I have to manually click on every check and “check now” in order to get it periodically working again. How could this happen and is there any command or job which could retrigger all checks?
My environment:
icinga2 - The Icinga 2 network monitoring daemon (version: r2.14.5-1)
Copyright (c) 2012-2025 Icinga GmbH (https://icinga.com/)
License GPLv2+: GNU GPL version 2 or later <https://gnu.org/licenses/gpl2.html>
This is free software: you are free to change and redistribute it.
There is NO WARRANTY, to the extent permitted by law.
System information:
Platform: Ubuntu
Platform version: 22.04.5 LTS (Jammy Jellyfish)
Kernel: Linux
Kernel version: 5.15.0-131-generic
Architecture: x86_64
Build information:
Compiler: GNU 11.4.0
Build host: runner-hh8q3bz2-project-575-concurrent-0
OpenSSL version: OpenSSL 3.0.2 15 Mar 2022
Application information:
General paths:
Config directory: /etc/icinga2
Data directory: /var/lib/icinga2
Log directory: /var/log/icinga2
Cache directory: /var/cache/icinga2
Spool directory: /var/spool/icinga2
Run directory: /run/icinga2
Old paths (deprecated):
Installation root: /usr
Sysconf directory: /etc
Run directory (base): /run
Local state directory: /var
Internal paths:
Package data directory: /usr/share/icinga2
State path: /var/lib/icinga2/icinga2.state
Modified attributes path: /var/lib/icinga2/modified-attributes.conf
Objects path: /var/cache/icinga2/icinga2.debug
Vars path: /var/cache/icinga2/icinga2.vars
PID path: /run/icinga2/icinga2.pid
Enabled features: api checker command graphite icingadb ido-mysql livestatus mainlog notification perfdata
Checking period is 24x7 at all services and hosts. I have tried dependency (parent - child) one time, but it never worked out. The problem seemed to be related with a reboot I think. Also services were broken where no dependency has ever been set.
I seem to remember I experienced a similar behaviour once when it turned out that the “volatile” flag had been inadvertently set for quite a few check templates!! (I think that’s where it’s kept in Icinga2; I currently don’t have access to a running instance to check, sorry.) It took us days to get to that little oversight in our configuration, and hours to then effectively switch it off everywhere.
Moral of the story (for us at the time): Do not set non-default values for attributes you don’t understand!

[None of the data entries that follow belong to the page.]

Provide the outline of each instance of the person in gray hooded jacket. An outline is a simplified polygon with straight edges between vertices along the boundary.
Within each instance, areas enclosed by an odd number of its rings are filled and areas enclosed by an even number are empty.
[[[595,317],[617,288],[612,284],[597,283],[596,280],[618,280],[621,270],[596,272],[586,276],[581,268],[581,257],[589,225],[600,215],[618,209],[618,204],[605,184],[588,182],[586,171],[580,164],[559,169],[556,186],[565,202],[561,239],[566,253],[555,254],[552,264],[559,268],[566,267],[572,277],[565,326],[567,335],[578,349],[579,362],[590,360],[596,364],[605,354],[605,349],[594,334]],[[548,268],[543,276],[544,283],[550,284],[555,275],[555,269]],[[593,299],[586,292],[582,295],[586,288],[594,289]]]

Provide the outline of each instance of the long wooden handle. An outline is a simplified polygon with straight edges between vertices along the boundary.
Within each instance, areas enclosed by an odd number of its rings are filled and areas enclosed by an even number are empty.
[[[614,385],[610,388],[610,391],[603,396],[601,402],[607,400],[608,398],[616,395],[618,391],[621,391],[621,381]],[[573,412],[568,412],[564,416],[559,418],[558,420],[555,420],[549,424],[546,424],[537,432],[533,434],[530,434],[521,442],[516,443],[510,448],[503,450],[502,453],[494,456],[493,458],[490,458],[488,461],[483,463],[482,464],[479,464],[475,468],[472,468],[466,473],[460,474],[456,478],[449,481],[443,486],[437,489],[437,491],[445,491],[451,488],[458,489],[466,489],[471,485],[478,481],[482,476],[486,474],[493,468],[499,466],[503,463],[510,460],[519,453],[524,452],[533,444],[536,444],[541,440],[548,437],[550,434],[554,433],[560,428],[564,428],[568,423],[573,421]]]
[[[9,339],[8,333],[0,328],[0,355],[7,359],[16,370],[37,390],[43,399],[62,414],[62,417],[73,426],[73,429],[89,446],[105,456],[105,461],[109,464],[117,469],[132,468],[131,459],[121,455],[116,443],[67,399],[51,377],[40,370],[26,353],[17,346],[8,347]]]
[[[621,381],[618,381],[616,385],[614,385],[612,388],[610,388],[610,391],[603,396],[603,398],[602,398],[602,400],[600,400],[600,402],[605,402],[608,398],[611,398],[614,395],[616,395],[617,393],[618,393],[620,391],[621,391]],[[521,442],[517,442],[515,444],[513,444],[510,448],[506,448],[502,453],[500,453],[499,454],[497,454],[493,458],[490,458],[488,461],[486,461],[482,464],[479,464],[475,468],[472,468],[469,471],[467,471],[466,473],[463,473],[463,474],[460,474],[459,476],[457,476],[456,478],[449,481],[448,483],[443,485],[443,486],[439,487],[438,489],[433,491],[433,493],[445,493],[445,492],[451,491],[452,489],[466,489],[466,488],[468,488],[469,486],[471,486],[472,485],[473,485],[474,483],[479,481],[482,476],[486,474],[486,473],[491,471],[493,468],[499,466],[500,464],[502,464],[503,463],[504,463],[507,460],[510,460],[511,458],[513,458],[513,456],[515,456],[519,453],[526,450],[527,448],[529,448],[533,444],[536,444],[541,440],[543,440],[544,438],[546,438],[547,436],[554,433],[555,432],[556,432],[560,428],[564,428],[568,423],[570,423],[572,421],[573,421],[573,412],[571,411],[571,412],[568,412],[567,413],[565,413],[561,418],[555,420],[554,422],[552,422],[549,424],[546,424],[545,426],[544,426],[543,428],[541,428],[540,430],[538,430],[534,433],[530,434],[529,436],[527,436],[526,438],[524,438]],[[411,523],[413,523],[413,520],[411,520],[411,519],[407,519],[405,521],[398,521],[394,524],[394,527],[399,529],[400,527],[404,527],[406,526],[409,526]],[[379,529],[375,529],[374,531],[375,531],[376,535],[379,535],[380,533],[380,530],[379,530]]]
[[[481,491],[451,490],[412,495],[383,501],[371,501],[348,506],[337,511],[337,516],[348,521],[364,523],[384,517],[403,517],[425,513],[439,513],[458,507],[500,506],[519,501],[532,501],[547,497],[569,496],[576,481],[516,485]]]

P.S. (late edit): If the checks are just late/pending, make sure it isn’t this problem! If you aren’t using dependencies at all, it shouldn’t apply, though. (Dependencies are a very useful feature, BTW! Just hard to understand… ) BTW, at the time, I had during this crisis even developed a workaround cron job script to regularly globally enforce checking, which of course was a crazily simplified workaround, ignoring all individual check scheduling…
/kb